Have US slab imports reached their peak yet?

Friday, 04 July 2008 10:59:48 (GMT+3)   |  
       

The US semis market conditions have not changed significantly since last month: the market remains tight with low supply levels.

The tight slab supply and the soaring hot rolled coil prices have allowed slab prices to stay high. However, it is believed that slab prices are close to peaking since the flat rolled market has started losing some steam in the last month.

In the fourth quarter, market sources predict that although slab demand may soften some, prices will not register a significant drop, as new slab supply will not be coming online before 2009, and the high raw materials prices are also expected to continue. In addition, the slowing US economy is expected to continue through the rest of the year, making slab buyers less than keen to pay price increases. Right now slab inventories are low, but this is how buyers like them to be.

US buyers are currently seeing slab prices from Russia at about $1,100 /mt, from Brazil at $1,050 /mt and from India, at $1,050 /mt to $1,100 /mt FOB stowed at the origin. Mexico is also reported to be selling slabs at $1,000 /mt FOB stowed for commercial grade slabs. For plate-making slabs, however, the demand is still strong and prices are higher. The higher plate prices allow for a decent margin for the plate producers even though they have to pay slightly higher slab prices for plate and API grades.

The high slab prices didn't seem to curtail the imports much; only a slight decrease has been registered for slab imports as of the end of the second quarter. The total amount of slabs imported into the US during the second quarter was 1,242,225 mt, which is 2,467 mt less than in the first quarter.

The largest quantities of import slabs arriving in the US during the second quarter of 2008 came from Ukraine, at 302,453 mt; Mexico, at 229,687 mt; Brazil, at 218,722 mt; Russia, at 192,300 mt; and Canada, at 189,575 mt. Other smaller slab sources during this period included Japan, India, Australia and Italy.

Current US billet prices are at approximately $1,014 mt ($920 /nt or $46 cwt.) ex-works. The high prices are attributable to the soaring scrap prices as well as the low billet availability.
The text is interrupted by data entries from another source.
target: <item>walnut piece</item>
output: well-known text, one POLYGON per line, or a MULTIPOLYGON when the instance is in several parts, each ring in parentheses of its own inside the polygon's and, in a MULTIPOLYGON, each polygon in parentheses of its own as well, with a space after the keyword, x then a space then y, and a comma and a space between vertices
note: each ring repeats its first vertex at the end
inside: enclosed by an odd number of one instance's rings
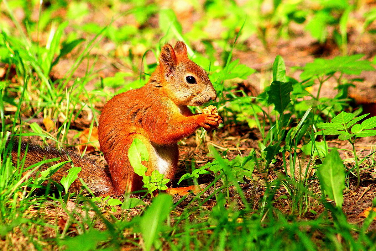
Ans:
MULTIPOLYGON (((202 109, 202 113, 204 114, 211 114, 218 116, 218 112, 217 107, 211 105, 202 109)), ((216 119, 215 121, 218 121, 218 119, 216 119)))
Billet prices have been moving upward along with scrap prices since the beginning of this year. Today's billet prices show an increase of approximately $400 /mt when compared to the prices in January, which were approximately $620 /mt delivered.

Still, the US prices are much lower than international prices so that there is great interest from traders to export. International billet prices keep increasing as well. At the end of June, CIS origin 3SP-5SP billets were being offered for export at $1,190-1,210/mt FOB Black Sea for late August/early September shipments. In Turkey, current billet export offers are at a price level of $1,270 to $1,300/mt FOB for September shipment.

The amount of US billet exports is increasing, while US billet imports are decreasing. April saw double the amount of billet exports from the US when compared to March. Data from the USITC show that the total amount of US carbon billet exported in April was 8,898 mt, which is 4,670 mt more than the amount of billet exports in March 2008.

Meanwhile, the total amount of billets imported into the US went down from 83,614 mt in the first quarter to 66,889 mt in the second quarter, showing a decrease of 16,725 mt. The most recent data from the US Steel Mill Import Monitor show that during the second quarter of 2008, the US mainly imported billets from: Canada, at 30,818 mt; Brazil, at 19,501 mt; and Mexico, at 13,549 mt. Japan, Belgium, Switzerland and Austria also exported some billet tonnages to the US during this period.